あの魔力は、リビングアーマーが発生させていたものだろうか……
(ルーン、闘技場に浮かんでいた魔力を感じ取ったか?)
(ええ……ですが、あまりにも微弱で、魔法を使っているようではなさそうでしたね。リビングアーマーが吸収しきれなかった魔力……私はそう判断しました)
その可能性は高い。
魔力の反応はリビングアーマーが倒されるのと同時に消えてしまったからだ。
しかし、何か嫌な気配だった。
まるでこちらを監視するかのような……
ともかく、ここからは些細な魔力の動きにも気を付ける必要がある。
「それで、その最下層の扉ってのは……あ、あそこかしら?」
エイリスの視線の先……俺達が出てきた昇降装置とは反対側に、巨大な門がある。
ノールはうんと頷いた。
「でしょうね。近くに行ってみましょう」
俺達は門へと歩いていった。
高さは先ほどのリビングアーマーと同じぐらい。人の背丈の三倍はある。
幅は馬車が二台は通れそうな、まるで城門のような大きさだ。
その中央に、なにやらくすんだ赤い宝石があった。
皆の目には見えないが、その向こうには魔鉱石があるようで、仕掛け扉なのは確かなようだ。

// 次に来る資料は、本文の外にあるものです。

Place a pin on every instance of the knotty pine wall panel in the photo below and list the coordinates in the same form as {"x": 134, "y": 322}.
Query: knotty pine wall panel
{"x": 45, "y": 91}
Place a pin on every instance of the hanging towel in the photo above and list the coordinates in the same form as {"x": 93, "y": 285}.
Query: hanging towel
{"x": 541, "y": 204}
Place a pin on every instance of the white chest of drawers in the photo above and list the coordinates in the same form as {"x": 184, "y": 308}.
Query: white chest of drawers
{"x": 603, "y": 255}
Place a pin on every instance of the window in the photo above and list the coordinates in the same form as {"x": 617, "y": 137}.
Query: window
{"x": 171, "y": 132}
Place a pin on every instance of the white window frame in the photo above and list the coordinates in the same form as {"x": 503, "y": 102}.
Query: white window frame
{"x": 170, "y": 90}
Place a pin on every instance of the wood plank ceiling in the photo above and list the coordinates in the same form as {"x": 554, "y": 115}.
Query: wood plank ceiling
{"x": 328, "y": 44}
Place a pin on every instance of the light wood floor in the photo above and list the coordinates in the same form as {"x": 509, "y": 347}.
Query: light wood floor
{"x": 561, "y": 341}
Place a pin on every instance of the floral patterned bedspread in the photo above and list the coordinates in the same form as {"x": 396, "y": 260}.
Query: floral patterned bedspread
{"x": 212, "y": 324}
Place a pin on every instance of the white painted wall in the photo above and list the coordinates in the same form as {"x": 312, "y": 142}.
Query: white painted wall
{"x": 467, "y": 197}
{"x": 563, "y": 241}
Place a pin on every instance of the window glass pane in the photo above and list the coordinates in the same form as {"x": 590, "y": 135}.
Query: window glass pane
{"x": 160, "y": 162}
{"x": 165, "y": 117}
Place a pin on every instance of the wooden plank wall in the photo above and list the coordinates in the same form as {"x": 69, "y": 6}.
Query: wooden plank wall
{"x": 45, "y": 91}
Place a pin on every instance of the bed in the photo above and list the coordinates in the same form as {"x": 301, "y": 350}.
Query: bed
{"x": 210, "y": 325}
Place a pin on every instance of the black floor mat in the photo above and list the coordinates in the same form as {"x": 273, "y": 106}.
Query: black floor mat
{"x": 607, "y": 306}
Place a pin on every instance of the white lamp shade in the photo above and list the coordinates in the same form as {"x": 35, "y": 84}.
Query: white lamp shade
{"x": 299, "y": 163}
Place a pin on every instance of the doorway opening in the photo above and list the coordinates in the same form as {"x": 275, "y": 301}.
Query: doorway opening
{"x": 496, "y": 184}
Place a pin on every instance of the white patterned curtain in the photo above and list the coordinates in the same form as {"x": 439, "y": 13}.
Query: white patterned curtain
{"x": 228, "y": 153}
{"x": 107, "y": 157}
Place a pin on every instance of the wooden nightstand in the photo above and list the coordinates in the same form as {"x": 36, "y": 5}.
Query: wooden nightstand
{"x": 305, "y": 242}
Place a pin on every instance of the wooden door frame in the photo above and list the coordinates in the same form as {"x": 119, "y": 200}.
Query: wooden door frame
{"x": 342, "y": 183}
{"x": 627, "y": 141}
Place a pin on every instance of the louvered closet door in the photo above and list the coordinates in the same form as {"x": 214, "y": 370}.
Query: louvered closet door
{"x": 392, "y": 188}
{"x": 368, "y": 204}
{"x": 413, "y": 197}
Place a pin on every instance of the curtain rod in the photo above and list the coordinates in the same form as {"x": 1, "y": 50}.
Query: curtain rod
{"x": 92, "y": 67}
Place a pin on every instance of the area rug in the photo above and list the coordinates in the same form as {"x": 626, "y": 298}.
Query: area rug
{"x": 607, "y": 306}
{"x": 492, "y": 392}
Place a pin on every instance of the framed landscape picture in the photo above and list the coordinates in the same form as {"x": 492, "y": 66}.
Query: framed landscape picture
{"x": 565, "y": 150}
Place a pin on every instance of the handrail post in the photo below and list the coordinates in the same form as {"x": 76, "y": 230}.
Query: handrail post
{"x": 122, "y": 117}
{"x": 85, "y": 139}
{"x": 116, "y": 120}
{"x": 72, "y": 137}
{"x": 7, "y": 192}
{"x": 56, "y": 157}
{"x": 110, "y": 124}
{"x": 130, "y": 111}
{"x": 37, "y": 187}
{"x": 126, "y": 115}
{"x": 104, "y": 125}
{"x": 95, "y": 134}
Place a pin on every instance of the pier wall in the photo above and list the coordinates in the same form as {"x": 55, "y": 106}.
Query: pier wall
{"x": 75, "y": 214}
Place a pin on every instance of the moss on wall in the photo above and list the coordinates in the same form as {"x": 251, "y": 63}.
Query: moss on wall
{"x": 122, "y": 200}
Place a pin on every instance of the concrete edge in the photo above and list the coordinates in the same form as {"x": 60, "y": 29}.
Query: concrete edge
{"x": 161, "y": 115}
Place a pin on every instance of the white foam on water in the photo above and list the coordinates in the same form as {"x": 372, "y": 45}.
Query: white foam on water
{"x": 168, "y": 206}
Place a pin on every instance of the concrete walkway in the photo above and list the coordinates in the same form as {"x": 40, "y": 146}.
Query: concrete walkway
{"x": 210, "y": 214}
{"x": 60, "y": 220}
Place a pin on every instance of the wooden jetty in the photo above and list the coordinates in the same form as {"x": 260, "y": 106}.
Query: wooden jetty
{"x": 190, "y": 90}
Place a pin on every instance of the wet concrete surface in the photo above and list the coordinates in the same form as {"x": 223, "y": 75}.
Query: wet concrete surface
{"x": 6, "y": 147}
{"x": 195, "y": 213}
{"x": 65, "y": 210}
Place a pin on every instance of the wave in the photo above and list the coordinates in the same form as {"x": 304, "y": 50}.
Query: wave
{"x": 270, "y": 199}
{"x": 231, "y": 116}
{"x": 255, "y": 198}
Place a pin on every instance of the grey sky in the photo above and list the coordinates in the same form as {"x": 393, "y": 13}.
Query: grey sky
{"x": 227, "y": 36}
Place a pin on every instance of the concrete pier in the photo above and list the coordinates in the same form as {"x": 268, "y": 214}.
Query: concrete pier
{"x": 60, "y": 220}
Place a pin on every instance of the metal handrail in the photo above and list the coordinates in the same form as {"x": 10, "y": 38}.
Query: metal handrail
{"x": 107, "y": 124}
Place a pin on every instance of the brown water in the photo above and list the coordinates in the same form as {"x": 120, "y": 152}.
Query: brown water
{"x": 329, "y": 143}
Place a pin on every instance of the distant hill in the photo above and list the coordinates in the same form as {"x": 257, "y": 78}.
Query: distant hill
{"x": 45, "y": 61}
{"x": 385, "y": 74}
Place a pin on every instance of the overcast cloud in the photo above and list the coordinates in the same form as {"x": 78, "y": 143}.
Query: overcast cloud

そう多くの魔力が費やされているわけではない……俺でも安全に開けられるだろう。
「これが最下層への扉か……」
カッセルは扉を押してみる。
しかし、当然開くことはない。
「押しても駄目そうね……それで、こっから殿下の力が必要なんでしょ」
エイリスの声に、俺はうんと頷く。
「ヴィンダーボルト陛下の血を引く者だけが、開けられるそうです。今日はもう引き返して、殿下に報告しようかと」
「そうね……でも、その前にちょっと使えるものがないか……」
きょろきょろとエイリスは周囲を見渡すが、特になにかありそうな気配はない。
肩を落とすエイリスに、ノールが言う。
「こんな場所を見れただけでも大収穫じゃない。それにまだ下があるんだから。とにかく、地上へ戻りましょう」
ノールの声に、俺たちは皆頷いた。
こうして俺達は一度地上へと戻ることにした。
途中、牢獄への扉は閉じて、誰にも入れないようにして。
地上に上がると、まだ空は明るかった。
ユリアへの報告は俺がすることになり、ここでエイリス達先輩冒険者とは別れる。
俺達も一度宿に戻ることにした。コボルトのミュリスが心配だからだ。
しかし、そのミュリスが、【透明化】で身を隠しながらこちらにやってくる。
俺は歩きながら、彼女に【思念】を送る。
(なにかあったか?)
(ルディス様……お部屋に来客が)
(来客?)
(はい。ロイズ、と仰る方が)
(ロイズ、だと!?)
ロイズ……俺のかつての従魔で、吸血鬼の長だった。
エルペンを襲った吸血鬼は彼の仲間だったが、何名か生かし、ロイズに俺の存在を伝えるよう帰したのだ。
その時、彼らを従魔とした。
帝印の力で、離れていても俺は従魔に自分の位置を報せることができるのだ。
俺はとりあえず、王都の宿にいるということにしておいたが、ロイズを連れてきてくれたようだ。
俺はルーン達に【思念】でこのことを報せ、宿へと駆け足で戻るのであった。